Summing up, if your actual variant assignment policy is at all stochastic, whether fully random or with a probability depending on customer's characteristics, after running the experiment you can use ERUPT to get an unbiased estimate of what the outcome of ANY OTHER ASSIGNMENT POLICY for the same experiment would have been! 

This notebook shows you how.

In [1]:
%load_ext autoreload
%autoreload 2
import os, sys
import warnings
warnings.filterwarnings('ignore') # suppress sklearn deprecation warnings for now..

import pandas as pd
import numpy as np
from sklearn.model_selection import train_test_split

# the below checks for whether we run dowhy, causaltune, and FLAML from source
root_path = root_path = os.path.realpath('../..')
try:
    import causaltune
except ModuleNotFoundError:
    sys.path.append(os.path.join(root_path, "causaltune"))

import pandas as pd
import numpy as np

## Creating synthetic data for the experiment with fully random assignment

In [2]:
# Let's create some synthetic data
n=10000

# Let's create a dataset with a single feature
df = pd.DataFrame({"X": np.random.uniform(size=n)})

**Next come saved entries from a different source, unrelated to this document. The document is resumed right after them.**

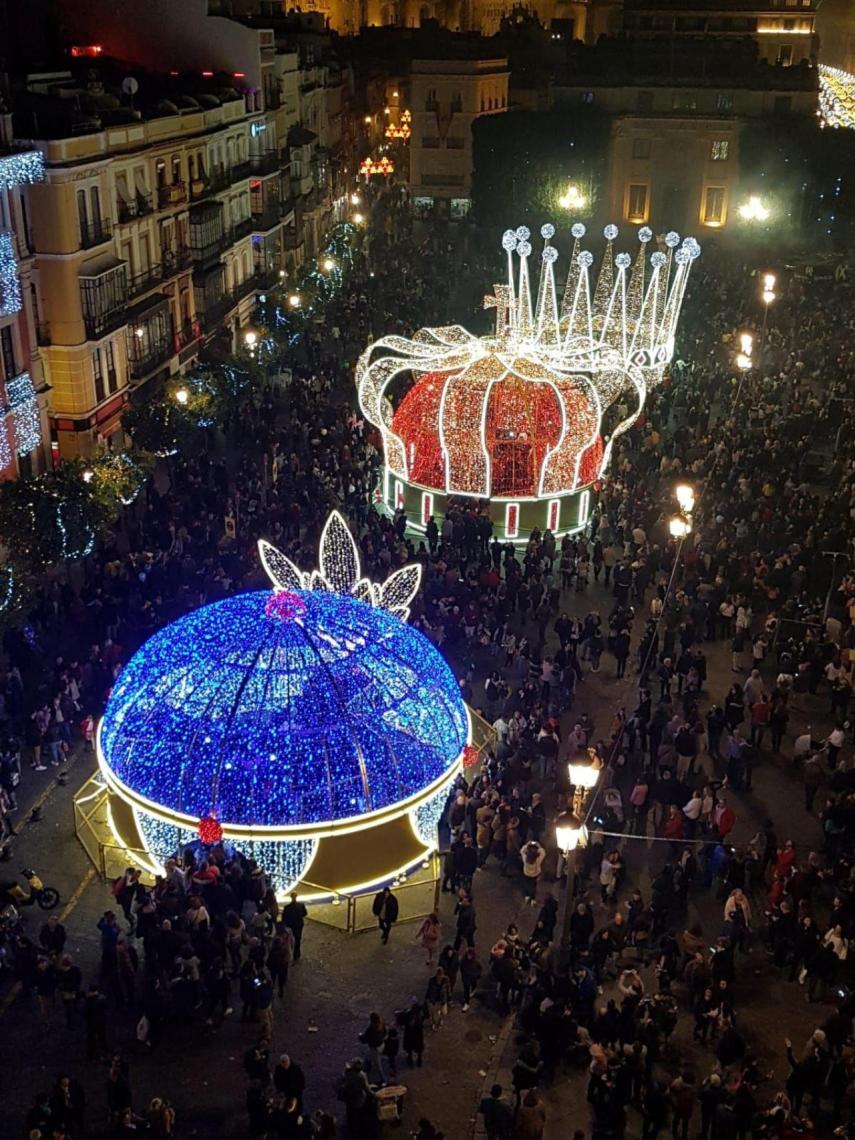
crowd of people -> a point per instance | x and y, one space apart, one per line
526 630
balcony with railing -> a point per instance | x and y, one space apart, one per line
136 208
155 356
173 195
267 163
104 299
95 233
214 310
267 219
140 283
187 336
176 260
241 229
151 342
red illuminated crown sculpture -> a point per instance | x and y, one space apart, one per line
527 417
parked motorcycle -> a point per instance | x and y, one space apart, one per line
35 893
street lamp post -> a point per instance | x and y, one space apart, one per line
768 295
571 833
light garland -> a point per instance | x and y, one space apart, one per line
5 449
24 408
10 295
284 861
519 414
383 165
426 816
22 169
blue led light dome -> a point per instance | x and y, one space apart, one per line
319 710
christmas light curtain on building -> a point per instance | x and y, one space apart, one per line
10 296
24 413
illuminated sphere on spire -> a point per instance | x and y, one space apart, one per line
513 424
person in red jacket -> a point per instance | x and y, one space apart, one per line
674 828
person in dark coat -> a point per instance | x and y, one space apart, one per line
294 917
290 1080
465 921
385 911
412 1020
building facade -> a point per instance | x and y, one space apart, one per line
783 31
674 152
23 425
447 96
171 197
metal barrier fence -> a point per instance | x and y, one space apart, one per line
417 896
92 829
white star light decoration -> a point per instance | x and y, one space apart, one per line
341 572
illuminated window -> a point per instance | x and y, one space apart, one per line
584 507
719 149
636 202
98 373
714 205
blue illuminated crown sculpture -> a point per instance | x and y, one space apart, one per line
293 718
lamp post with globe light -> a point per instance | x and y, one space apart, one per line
571 833
767 295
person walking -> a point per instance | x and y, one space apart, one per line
471 971
384 909
374 1036
532 861
437 996
294 915
465 914
429 936
412 1020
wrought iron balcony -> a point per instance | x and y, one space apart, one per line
95 233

# Now let's create a response-to-treatment function that correlates with the feature
def outcome(x: np.ndarray, treatment: np.ndarray) -> np.ndarray:
    return 2*np.random.uniform(size=len(x)) + x*(treatment == 1)

# Let's consider a fully random treatment
df["T1"] = np.random.randint(0, 2, size=n)
# and simulate the corresponing experiment outcomes
df["Y1"] = outcome(df["X"], df["T1"])
df.head()

Unnamed: 0,X,T1,Y1
0,0.898227,1,1.288637
1,0.462092,0,0.771976
2,0.858974,0,1.881019
3,0.228084,1,0.357797
4,0.962512,1,1.066413


## Creating synthetic data for the experiment with biased assignment

In [3]:
# Let's consider another experiment on the same population, but with 
# treatment assignment that's biased by the feature, because we believe that 
# customers with higher values of the feature will be more responsive to the treatment

df["p"] = 0.5+0.5*df["X"] # probability of binary treatment being applied
df["T2"] = (np.random.rand(len(df)) <df["p"]).astype(int) # sample with that propensity

# We really only need the ex ante probability of the treatment that actually was applied
# This will work exactly the same way in a multi-treatment case
df["p_of_actual"] = df["p"]*df["T2"] + (1-df["p"])*(1-df["T2"])

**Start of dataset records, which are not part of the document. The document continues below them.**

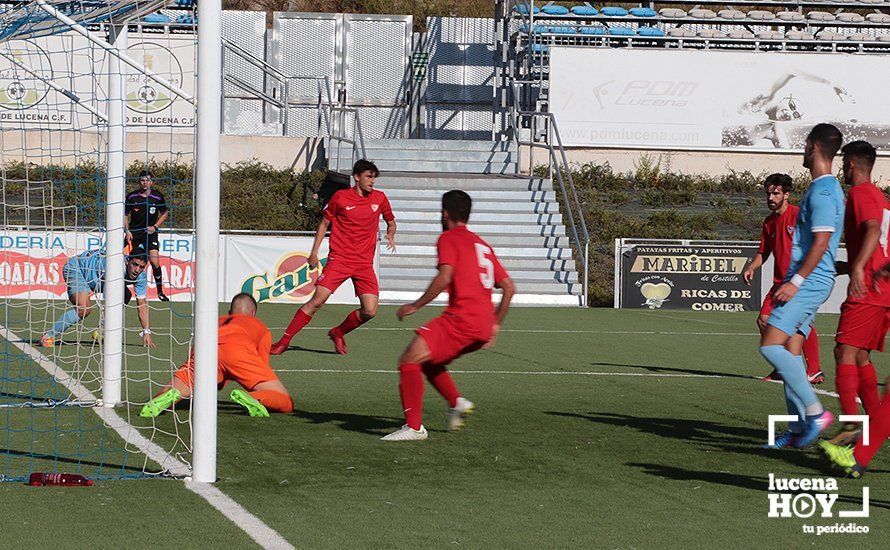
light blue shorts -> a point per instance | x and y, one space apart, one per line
797 315
74 278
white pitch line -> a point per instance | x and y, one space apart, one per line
261 533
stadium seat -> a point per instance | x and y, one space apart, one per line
643 12
613 11
731 14
650 31
711 33
798 35
555 9
672 12
850 18
790 16
156 18
820 16
621 31
680 32
760 15
740 34
702 14
594 30
584 10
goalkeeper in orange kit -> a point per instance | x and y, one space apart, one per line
244 343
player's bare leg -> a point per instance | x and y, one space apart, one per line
355 319
302 318
155 260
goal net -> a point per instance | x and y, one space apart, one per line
94 96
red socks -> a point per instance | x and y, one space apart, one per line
411 390
352 322
299 321
868 388
811 352
847 382
879 429
274 401
441 380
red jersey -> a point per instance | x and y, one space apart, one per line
476 271
776 238
355 221
866 202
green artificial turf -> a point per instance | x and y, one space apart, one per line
569 447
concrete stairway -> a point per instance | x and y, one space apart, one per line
517 215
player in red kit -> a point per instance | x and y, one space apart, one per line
468 270
354 216
776 238
866 312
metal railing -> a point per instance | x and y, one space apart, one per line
544 134
333 120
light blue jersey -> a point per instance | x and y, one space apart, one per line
821 210
86 272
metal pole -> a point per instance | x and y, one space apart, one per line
207 240
113 341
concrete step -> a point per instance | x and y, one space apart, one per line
525 287
484 230
530 276
480 218
495 240
492 195
487 206
521 299
437 145
502 252
510 264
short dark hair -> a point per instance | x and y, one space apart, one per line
458 205
827 137
861 150
363 165
779 180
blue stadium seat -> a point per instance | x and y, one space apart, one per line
613 11
596 31
555 9
650 31
621 31
643 12
584 10
156 18
524 9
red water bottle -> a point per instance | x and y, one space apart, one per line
64 480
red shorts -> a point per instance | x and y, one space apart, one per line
863 326
364 279
235 363
448 338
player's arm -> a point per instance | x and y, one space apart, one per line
437 286
857 288
319 238
814 255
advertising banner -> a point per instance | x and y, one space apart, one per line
694 277
715 99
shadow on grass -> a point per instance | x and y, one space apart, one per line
657 369
367 424
756 483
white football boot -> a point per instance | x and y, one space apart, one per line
406 433
457 415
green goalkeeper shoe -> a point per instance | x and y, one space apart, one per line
160 403
254 407
842 457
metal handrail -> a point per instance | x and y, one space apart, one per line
557 159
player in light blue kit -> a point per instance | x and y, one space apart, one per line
85 274
808 283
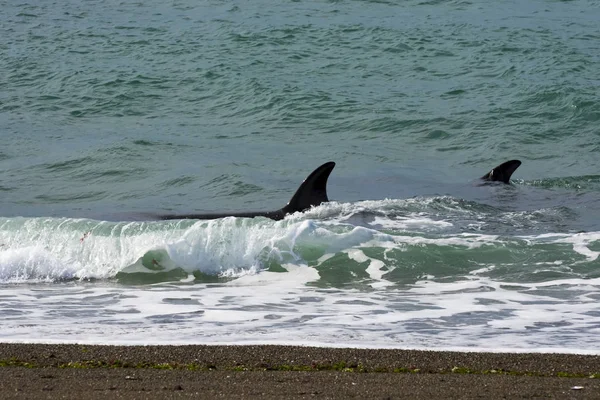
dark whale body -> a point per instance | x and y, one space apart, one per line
502 172
311 193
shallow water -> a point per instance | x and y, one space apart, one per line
112 113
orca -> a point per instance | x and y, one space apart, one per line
311 193
502 172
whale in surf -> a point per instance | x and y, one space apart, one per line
502 172
311 193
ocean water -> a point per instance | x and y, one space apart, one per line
114 112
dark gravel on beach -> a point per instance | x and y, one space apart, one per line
78 371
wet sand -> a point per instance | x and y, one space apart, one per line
80 371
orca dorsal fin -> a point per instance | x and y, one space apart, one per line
312 192
502 172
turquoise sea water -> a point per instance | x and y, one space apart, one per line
114 112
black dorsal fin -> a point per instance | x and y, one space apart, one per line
502 172
312 192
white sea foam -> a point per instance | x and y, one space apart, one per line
477 314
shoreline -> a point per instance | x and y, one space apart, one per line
274 371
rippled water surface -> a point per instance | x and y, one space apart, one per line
112 113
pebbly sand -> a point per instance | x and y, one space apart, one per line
36 371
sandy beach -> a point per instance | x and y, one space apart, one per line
82 371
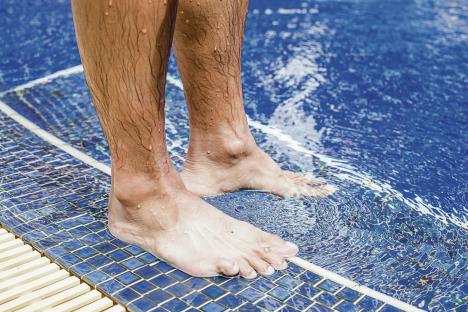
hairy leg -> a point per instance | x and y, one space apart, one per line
124 46
223 155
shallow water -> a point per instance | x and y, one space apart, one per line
370 95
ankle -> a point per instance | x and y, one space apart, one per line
225 146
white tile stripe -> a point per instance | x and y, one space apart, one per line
107 170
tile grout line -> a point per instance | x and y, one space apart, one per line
66 147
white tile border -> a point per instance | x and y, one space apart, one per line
107 170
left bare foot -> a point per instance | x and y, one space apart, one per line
216 166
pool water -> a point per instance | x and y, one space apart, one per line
371 95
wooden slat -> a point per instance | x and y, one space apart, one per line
77 302
17 291
57 299
97 306
29 277
29 282
24 268
37 295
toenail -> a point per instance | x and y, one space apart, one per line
269 271
291 245
251 275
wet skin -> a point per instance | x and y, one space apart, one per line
124 47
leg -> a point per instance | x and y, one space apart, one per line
124 47
222 154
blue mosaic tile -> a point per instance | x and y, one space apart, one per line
197 299
307 290
147 272
213 291
319 308
175 305
113 269
299 302
346 307
110 286
269 304
280 293
179 275
231 301
288 282
310 277
369 304
141 304
158 296
389 308
163 280
95 277
127 278
143 286
329 286
349 294
262 284
327 299
126 295
79 240
235 285
132 263
251 294
179 290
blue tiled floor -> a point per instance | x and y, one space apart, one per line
66 218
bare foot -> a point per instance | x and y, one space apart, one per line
215 166
183 230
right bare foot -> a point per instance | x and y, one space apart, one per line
183 230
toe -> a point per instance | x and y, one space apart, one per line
246 270
321 191
261 266
228 267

# Now let's evaluate the outcome for this experiment

df["Y2"] = outcome(df["X"], df["T2"])

df.head()

Unnamed: 0,X,T1,Y1,p,T2,p_of_actual,Y2
0,0.898227,1,1.288637,0.949114,1,0.949114,2.229118
1,0.462092,0,0.771976,0.731046,0,0.268954,0.572308
2,0.858974,0,1.881019,0.929487,1,0.929487,2.601592
3,0.228084,1,0.357797,0.614042,1,0.614042,0.542638
4,0.962512,1,1.066413,0.981256,1,0.981256,2.401383


## Estimate random assignment outcome from biased assignment experiment

In [4]:
from causaltune.score.erupt_core import erupt_with_std

# Let's use data from biased assignment experiment to estimate the average effect of fully random assignment
est, std = erupt_with_std(actual_propensity=df["p_of_actual"], 
                     actual_treatment=df["T2"],
                     actual_outcome=df["Y2"],
                     hypothetical_policy=df["T1"])

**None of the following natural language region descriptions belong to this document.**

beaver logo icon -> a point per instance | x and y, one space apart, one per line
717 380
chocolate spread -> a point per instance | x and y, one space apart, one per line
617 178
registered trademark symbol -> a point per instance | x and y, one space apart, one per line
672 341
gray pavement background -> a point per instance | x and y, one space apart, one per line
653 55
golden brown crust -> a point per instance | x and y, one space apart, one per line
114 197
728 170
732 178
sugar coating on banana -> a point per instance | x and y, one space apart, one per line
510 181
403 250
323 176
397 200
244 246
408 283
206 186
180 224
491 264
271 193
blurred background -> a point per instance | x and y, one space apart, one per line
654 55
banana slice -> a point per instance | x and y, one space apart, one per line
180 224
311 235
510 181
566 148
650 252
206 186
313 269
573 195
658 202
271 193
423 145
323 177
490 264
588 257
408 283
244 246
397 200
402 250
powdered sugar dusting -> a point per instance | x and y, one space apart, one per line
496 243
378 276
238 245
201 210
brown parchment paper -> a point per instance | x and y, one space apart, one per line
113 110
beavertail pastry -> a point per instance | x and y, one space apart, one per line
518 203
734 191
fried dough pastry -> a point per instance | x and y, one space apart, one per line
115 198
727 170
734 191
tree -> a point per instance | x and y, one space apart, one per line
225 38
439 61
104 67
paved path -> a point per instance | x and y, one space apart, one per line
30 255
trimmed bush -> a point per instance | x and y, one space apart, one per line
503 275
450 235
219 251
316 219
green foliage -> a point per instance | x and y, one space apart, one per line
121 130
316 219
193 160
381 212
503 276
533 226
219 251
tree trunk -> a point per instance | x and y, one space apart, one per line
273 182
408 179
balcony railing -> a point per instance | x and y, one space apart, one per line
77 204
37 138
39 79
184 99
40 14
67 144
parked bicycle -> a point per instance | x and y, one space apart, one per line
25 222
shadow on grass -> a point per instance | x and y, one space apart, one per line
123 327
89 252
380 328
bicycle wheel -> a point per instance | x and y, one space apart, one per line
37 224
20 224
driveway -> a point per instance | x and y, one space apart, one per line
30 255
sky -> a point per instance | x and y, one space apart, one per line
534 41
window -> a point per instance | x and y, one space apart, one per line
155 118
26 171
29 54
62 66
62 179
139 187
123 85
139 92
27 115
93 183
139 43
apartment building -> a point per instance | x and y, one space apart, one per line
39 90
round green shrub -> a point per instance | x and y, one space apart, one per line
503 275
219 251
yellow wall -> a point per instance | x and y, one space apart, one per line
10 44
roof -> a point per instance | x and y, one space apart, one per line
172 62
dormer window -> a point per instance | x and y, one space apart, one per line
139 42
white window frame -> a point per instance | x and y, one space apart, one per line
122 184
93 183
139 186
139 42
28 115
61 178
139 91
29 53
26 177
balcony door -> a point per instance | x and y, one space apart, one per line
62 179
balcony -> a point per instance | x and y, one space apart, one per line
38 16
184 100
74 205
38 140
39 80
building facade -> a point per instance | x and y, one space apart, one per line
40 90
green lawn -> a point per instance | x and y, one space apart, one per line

print("Average outcome of the actual biased assignment experiment:", df["Y2"].mean())
print("Estimated outcome of random assignment:", est)
print("95% confidence interval for estimated outcome:", est-2*std, est + 2*std)
print("Average outcome of the actual random assignment experiment:",  df["Y1"].mean())

Average outcome of the actual biased assignment experiment: 1.4064676444383317
Estimated outcome of random assignment: 1.2594221770638483
95% confidence interval for estimated outcome: 1.230204391668238 1.2886399624594587
Average outcome of the actual random assignment experiment: 1.2461659092712785


## Estimate biased assignment outcome from random assignment experiment

In [5]:
# Conversely, we can take the outcome of the fully random test and use it 
# to estimate what the outcome of the biased assignment would have been

hypothetical_policy = df["T2"]
est, std = erupt_with_std(actual_propensity=0.5*pd.Series(np.ones(len(df))), 
                     actual_treatment=df["T1"],
                     actual_outcome=df["Y1"],
                     hypothetical_policy= df["T2"])

print("Average outcome of the actual random assignment experiment:", df["Y1"].mean())
print("Estimated outcome of biased assignment:", est)
print("95% confidence interval for estimated outcome:", est-2*std, est + 2*std)
print("Average outcome of the actual biased assignment experiment:",  df["Y2"].mean())

Average outcome of the actual random assignment experiment: 1.2461659092712785
Estimated outcome of biased assignment: 1.405112521603215
95% confidence interval for estimated outcome: 1.3814865905561569 1.428738452650273
Average outcome of the actual biased assignment experiment: 1.4064676444383317


As you can see, the actual outcome is within the confidence interval estimated by ERUPT

For more details on the math behind ERUPT, consult [Hitsch and Misra (2018)](https://papers.ssrn.com/sol3/papers.cfm?abstract_id=3111957), who call it policy value. Note also that we assume that treatment takes integer values from 0 to n.